I need to keep the fragile balance between a great concentration in the observation and release that are necessary to give freedom to the brush. The pleasure of painting lies in this game of control and improvisation.
What is your relationship with the canvas?
I attach great importance to the materiality of my works. At a time when art is most often discovered through reproductions, it is important to pay attention to the quality and beauty of the material of an original work of art, which gives it its unique and precious character and its longevity.
It starts with the choice of canvas. I only paint on linen canvasses with a tight weave and a slightly irregular grain. The quality of the canvas directly influences the artist's touch and remains very visible, contributing to the identity of the work. I prepare and coat it myself with a white preparation (as the impressionist painters did) and then it's perfectly adapted to my "alla prima" painting technique.
I only use oil paint for the beauty of its hard and shiny material, which keeps with precision the trace of the brush. It will stand the test of time, becoming more beautiful, because it is a living material. Little by little, it acquires transparencies as it approaches the enamel.
I also apply a varnish which protects the work by guaranteeing its durability but also magnifies the oil painting by bringing out its brilliance, its transparency and its contrasts. All these elements allow me to express myself not only through the image but also through the medium.
You are particularly attached to your region (Auvergne) and its landscapes that change with the seasons. Why is that?
I chose to live and paint in the Haute-Loire for its contrasting landscapes that are both soft and harsh. The Monts du Velay have been shaped by volcanism, but with time, erosion, vegetation and the imprint of man have erased any disturbing and threatening character.

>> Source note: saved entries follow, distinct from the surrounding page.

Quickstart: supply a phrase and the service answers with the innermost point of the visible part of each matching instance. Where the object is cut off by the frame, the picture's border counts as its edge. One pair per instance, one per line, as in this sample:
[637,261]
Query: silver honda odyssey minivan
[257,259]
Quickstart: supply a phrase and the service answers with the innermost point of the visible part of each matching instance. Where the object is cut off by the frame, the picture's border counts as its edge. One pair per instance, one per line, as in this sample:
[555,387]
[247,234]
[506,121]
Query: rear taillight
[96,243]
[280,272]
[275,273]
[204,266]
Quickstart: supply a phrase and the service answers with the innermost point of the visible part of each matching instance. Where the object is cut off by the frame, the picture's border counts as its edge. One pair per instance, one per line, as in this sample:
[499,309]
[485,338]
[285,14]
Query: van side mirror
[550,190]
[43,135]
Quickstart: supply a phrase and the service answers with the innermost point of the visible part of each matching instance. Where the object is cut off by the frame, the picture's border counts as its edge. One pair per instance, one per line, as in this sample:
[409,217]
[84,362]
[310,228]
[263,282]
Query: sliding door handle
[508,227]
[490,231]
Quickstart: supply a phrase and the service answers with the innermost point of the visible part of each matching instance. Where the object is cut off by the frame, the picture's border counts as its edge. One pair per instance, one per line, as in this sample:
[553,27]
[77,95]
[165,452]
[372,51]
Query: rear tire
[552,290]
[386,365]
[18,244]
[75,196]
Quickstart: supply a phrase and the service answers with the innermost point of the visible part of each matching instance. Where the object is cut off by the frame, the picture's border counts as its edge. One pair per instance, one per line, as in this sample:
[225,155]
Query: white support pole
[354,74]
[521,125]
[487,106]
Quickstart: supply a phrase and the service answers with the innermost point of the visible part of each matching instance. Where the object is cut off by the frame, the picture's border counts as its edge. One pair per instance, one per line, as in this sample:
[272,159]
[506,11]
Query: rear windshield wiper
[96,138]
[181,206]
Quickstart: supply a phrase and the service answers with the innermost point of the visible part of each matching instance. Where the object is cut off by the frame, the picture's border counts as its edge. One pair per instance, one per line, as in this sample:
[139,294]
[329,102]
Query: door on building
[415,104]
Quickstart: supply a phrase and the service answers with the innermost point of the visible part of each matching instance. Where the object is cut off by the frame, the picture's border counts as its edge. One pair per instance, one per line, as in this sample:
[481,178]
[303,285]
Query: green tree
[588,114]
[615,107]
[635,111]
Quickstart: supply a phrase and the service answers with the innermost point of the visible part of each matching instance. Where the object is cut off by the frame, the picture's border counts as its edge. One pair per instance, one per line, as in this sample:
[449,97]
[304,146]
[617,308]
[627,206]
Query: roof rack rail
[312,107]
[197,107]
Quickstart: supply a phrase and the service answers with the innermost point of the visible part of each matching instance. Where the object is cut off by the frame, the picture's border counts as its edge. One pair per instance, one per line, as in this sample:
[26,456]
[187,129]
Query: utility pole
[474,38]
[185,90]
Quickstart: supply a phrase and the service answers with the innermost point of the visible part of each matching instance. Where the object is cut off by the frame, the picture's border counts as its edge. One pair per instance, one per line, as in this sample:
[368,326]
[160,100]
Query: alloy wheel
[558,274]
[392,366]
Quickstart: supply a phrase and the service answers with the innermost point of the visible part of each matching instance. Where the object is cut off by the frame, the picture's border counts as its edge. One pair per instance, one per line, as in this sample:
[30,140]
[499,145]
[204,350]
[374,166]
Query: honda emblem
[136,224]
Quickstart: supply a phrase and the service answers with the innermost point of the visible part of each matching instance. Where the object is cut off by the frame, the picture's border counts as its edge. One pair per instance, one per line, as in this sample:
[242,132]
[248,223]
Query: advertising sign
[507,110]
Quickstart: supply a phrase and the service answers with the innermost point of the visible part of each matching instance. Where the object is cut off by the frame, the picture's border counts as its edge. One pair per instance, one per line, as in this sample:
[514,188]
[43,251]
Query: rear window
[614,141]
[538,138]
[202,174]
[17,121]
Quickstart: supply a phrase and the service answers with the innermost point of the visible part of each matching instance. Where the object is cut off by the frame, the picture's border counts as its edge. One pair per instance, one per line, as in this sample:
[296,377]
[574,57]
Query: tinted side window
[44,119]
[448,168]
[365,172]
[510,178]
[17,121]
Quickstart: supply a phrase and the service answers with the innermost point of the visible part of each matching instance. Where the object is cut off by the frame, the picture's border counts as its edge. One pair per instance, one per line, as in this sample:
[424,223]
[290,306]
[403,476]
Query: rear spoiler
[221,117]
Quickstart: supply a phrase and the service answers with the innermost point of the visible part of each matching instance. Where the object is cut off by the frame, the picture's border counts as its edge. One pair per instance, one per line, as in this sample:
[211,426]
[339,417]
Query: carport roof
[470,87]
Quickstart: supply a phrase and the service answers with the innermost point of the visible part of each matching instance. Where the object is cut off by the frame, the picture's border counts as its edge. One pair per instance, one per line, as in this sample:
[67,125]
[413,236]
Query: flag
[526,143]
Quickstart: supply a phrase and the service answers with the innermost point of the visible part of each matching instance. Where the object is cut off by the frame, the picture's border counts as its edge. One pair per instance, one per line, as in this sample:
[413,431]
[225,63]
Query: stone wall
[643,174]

The sky participates in this softness. If above our head it has nothing to envy by the intensity of its blue to the sky of the south, it takes vaporous pinkish tones to the horizon. As if the pozzolanic red earth that tints the meadows also impregnates the atmosphere.
On the high plateaus with a harsh climate of the Mezenc Massif, swept by the winds, one is seized by the immensity of the pastures. One's gaze reaches infinity, until clouds and mists merge with the mountains. One feels the solitude and the power of the elements.
In the manner of Monet, the variations in time and weather inspire you...
It's not a deliberate choice, unlike Claude Monet, there's no premeditation or desire on my part to create series. My house overlooks the Monts du Velay and the gorges of the Loire.
Every day, at any time of day, I'm fascinated by the ever-changing landscape and it triggers an irrepressible urge to paint. This intimate relationship with the subject allows me to capture its subtle and infinite atmospheric varieties. It has naturally become my main subject. Each of my canvases represents the moment when the unexpected beauty of the light transforms the familiar landscape and calls me to contemplate it.
Do you work in watercolour, which would seem to lend itself well to your subject?
Rather than watercolour, I work in watercolour gouache, which suits my impetuous painting temperament better. I use it when travelling and for sketching.
However, as I'm always looking for more precision, I prefer oil, which doesn't betray me. The tone doesn't change when it dries. However, as with watercolour, I play with the white background of my canvas. It appears in reserve almost everywhere and in transparency in the skies. I only work in freshness and in my finished canvases there always remains the spontaneity of the gesture without return.